The Texas National Guard has sent letters to soldiers attending University of Texas campuses in Austin and Arlington, warning them that a conflict over military tuition assistance could cause them to lose thousands of dollars in aid and perhaps force them to change schools.
"If no solution is reached, neither school will be eligible to receive Federal Tuition Assistance in the future," states the letter, which was sent Thursday by the National Guard's Texas Education Services Office. "This may influence your school choice if funding is an issue. ... Be cognizant that there is no guarantee that a solution will be reached and you may end up self funding your tuition assistance."

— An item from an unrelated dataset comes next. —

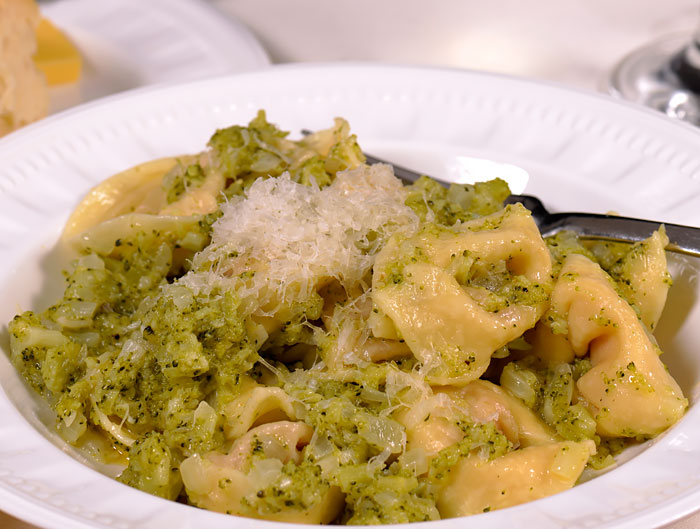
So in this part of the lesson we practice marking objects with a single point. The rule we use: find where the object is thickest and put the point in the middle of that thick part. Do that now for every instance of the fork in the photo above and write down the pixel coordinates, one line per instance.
(683, 239)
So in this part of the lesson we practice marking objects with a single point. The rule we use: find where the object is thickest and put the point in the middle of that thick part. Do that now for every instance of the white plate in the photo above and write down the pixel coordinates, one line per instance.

Unlike the GI Bill, which provides money for veterans, the Department of Defense's tuition assistance program provides up to $4,500 a year in college funding assistance for active duty service members. The conflict centers on how schools bill their students: The Defense Department says it will no longer approve the tuition assistance for schools that bundle their tuition into a single flat rate, as UT's Austin and Arlington campuses do.
Instead, the U.S. Army wants universities to itemize fees so Army officials can approve tuition assistance on a course-by-course basis and ensure that the federal money is not used on prohibited expenses, such as books and computers.
The University of Texas System is negotiating with the Army in hopes of avoiding a situation where student soldiers are forced to leave. According to UT-Austin, 31 guardsmen currently are enrolled in the school, though not all receive the federal tuition assistance. According to the Texas National Guard, 46 students statewide are affected, including 24 in Austin.
"We are working with our attorneys, the University of Texas System and Department of Defense to resolve this issue," UT spokesman Gary Susswein said. "Our goal is that no student-veteran or active-duty service member has his or her funding cut off while studying at UT."
The Texas National Guard Education Services Office told students it hopes to reach a compromise with UT schools by the end of June.
For Justin Scaffa, 29, a Texas National Guardsman since 2007 who is one semester away from graduating from UT-Austin's School of Nursing, the dispute could have major ramifications. Scaffa said changing schools is not an option, because nursing schools are different at various universities. And he doesn't have the money to absorb the loss of thousands of dollars in assistance.
"I'm kind of up a creek without those funds," said Scaffa, who hopes to be commissioned as an officer after graduating. "It's extremely frustrating. ... I wish they would come up with a solution instead of scaring the heck out of someone."
Last year, the Defense Department unveiled a Memorandum of Understanding that it requires schools to sign before they can collect the tuition assistance from their military students.
The memorandum was sparked by concerns that the military did not have adequate oversight over the nearly $600 million a year the military was paying colleges and universitiesparticularly for-profit, online institutions, which have been increasingly recruiting military students.
But some of the recommendations developed by a Defense Department task force, including more generous credit transfer procedures and less strict residency requirements for in-state tuition, have rankled traditional nonprofit universities. After complaints from schools that the memorandum denied them control over internal policies, the Defense Department revised and softened some requirements.
According to the Defense Department, numerous Texas universities and colleges have signed the memorandum, including Texas AandM, Austin Community College and other branches of the UT System.